Just checked it out, thanks!


----------



## MrsFergione (Jul 7, 2013)

I second Sportwaffen K9, also Diehl's K9 Training LLC


----------



## lechampion (Dec 2, 2013)

*Another breeder Question...*

I'm starting to look for a puppy, possibly a female with full papers. Can anyone recommend a good breeder. My first choice would be in Northern California but I'm willing to look anywhere in the US for the right one. 
I do like the SL with their great temperaments but not their extreme angles behind. I also like the WL for their drive. So if anyone knows a breeder that might have puppy’s like that in the near future, maybe next year I would appreciate any and all information. You can always PM me if you prefer not to post here. Thank you so much for your help!


----------



## MrsFergione (Jul 7, 2013)

lechampion, I suggest making your own thread so people can give you recommendations instead of taking up Raigen's thread


----------



## lechampion (Dec 2, 2013)

Okay, I'm just new here and not sure how to do that, :help:


----------



## MrsFergione (Jul 7, 2013)

Just click on the section you want to post in and click "new thread" at the top left


----------



## lechampion (Dec 2, 2013)

Thank you!


----------



## RaigenB (Dec 3, 2013)

MrsFergione said:


> I second Sportwaffen K9, also Diehl's K9 Training LLC


Thank you! I will check them out as well


----------



## Chris Wild (Dec 14, 2001)

Both of the breeders mentioned are good ones to contact. Incidentally they also are both affiliated with the Indy SchH clubs you were referred to in your other thread about protection training.


----------



## RaigenB (Dec 3, 2013)

Chris Wild said:


> Both of the breeders mentioned are good ones to contact. Incidentally they also are both affiliated with the Indy SchH clubs you were referred to in your other thread about protection training.


That's great! I've emailed them both and have been asking questions


----------



## jb_pwrstroke (Jul 9, 2007)

Please PM member. Thank you. ADMIN


----------



## wolfstraum (May 2, 2003)

Nate Harves and Mike Diehl are no longer in the same club. Very different clubs.

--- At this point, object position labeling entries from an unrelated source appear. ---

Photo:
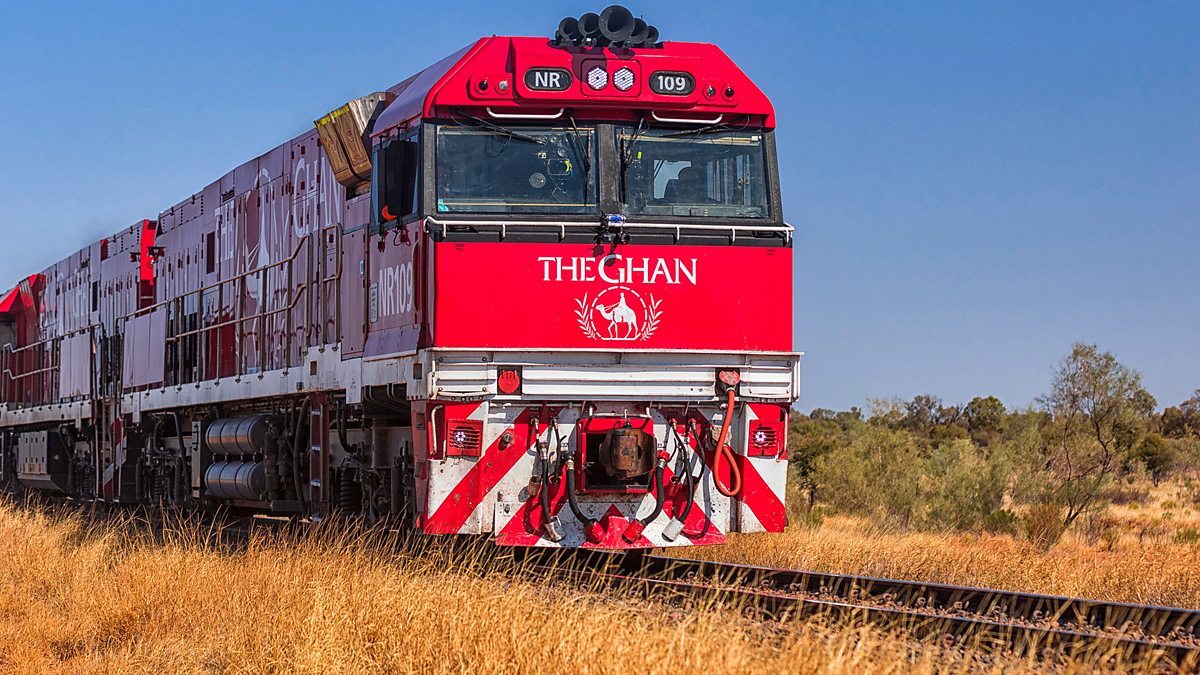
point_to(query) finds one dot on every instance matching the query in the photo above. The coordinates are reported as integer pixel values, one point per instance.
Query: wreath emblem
(618, 314)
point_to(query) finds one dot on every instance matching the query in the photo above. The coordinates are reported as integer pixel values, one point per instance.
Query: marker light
(623, 79)
(598, 78)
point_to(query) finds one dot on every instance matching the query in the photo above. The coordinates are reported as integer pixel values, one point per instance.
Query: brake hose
(687, 475)
(592, 529)
(549, 521)
(675, 527)
(635, 529)
(725, 453)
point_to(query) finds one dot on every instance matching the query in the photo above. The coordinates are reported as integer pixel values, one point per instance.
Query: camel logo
(618, 312)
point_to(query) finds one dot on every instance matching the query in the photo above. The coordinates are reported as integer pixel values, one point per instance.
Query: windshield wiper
(509, 132)
(700, 131)
(628, 155)
(585, 150)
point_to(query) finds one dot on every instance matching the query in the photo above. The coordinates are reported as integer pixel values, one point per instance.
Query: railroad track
(983, 617)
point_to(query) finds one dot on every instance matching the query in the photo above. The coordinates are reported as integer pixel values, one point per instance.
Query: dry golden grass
(77, 598)
(1149, 572)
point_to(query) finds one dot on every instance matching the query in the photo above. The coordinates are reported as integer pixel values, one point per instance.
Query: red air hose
(725, 454)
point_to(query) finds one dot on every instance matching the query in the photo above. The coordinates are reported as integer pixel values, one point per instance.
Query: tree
(813, 436)
(1097, 410)
(1182, 420)
(1156, 454)
(985, 418)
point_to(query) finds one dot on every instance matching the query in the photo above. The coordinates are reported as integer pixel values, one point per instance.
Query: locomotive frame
(281, 342)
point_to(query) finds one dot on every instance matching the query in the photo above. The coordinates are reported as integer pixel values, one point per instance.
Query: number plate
(672, 83)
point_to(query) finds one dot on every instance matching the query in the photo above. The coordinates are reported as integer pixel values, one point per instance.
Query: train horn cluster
(615, 27)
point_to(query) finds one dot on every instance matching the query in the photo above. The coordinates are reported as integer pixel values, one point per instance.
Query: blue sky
(975, 185)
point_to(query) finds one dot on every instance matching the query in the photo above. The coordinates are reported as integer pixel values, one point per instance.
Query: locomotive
(540, 291)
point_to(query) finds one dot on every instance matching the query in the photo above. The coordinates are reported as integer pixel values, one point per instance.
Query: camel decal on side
(629, 315)
(619, 315)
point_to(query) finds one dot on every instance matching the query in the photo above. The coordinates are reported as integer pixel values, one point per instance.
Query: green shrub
(1001, 521)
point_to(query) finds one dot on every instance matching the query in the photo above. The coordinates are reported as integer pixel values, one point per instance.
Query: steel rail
(988, 617)
(1032, 623)
(1153, 621)
(967, 629)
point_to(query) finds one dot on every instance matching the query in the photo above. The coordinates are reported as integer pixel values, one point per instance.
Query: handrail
(678, 227)
(525, 115)
(685, 120)
(47, 341)
(239, 320)
(221, 282)
(784, 227)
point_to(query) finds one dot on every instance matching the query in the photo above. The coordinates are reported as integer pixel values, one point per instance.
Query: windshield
(700, 173)
(532, 171)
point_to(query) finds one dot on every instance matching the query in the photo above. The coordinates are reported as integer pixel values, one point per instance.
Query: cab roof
(529, 78)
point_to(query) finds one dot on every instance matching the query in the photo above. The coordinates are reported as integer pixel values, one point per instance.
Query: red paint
(640, 297)
(487, 471)
(759, 497)
(455, 82)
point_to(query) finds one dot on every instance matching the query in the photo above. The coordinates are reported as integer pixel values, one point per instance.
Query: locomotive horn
(569, 31)
(616, 23)
(589, 27)
(652, 36)
(637, 37)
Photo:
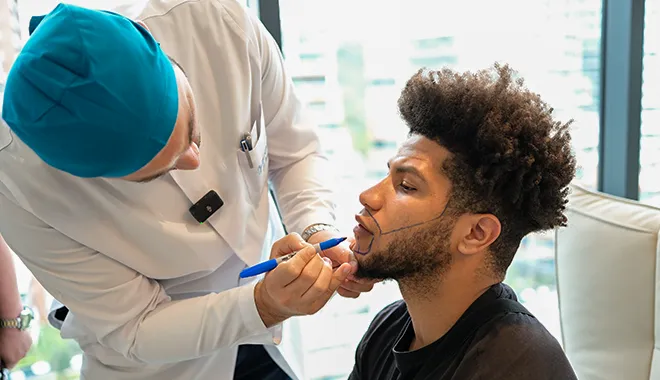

Both breed with the goal of producing very strong, very aggressive dogs who are suitable for K9 LE or high sport...If you have no experience with the breed, you might want to examine whether your needs are up to dealing with this type of dog....
If you have experience and are prepared to deal with a strong dominant dog with a rather dismissive attitude, then great!!! One of Nate's breeding females came from a friend in the Czech Republic, and another friend in Arkansas has a male from that female.....I personally would not want that dog due to his conflicts with the handler - and I found the dog for him!!! His personality is fine for that dog and he loves him...but I would caution you to explore your needs much more deeply.
Lee


----------



## pets4life (Feb 22, 2011)

mike gets all his dogs from eurosport doesnt he? some of nates dogs come from there to? You can tell where the stud or bitch came from by looking at their picture the brick wall and ground is a hint, if the op wants they can go right to the source and just ask for a started dog. Just get prepared to know what you are getting into lol I met a sport waffen dog very very nice! but the owner was very experienced with working shepherds in the wrong hands these dogs can be a nightmare.


----------



## jb_pwrstroke (Jul 9, 2007)

Why can't you post things about breeders when they ask, I haven't said anything negative just the truth. Its kinda dumb that you can only say good things that can get someone hurt or screwed over by not saying how people really are. Just because they have a big name doesnt mean they are honest and reliable people.


----------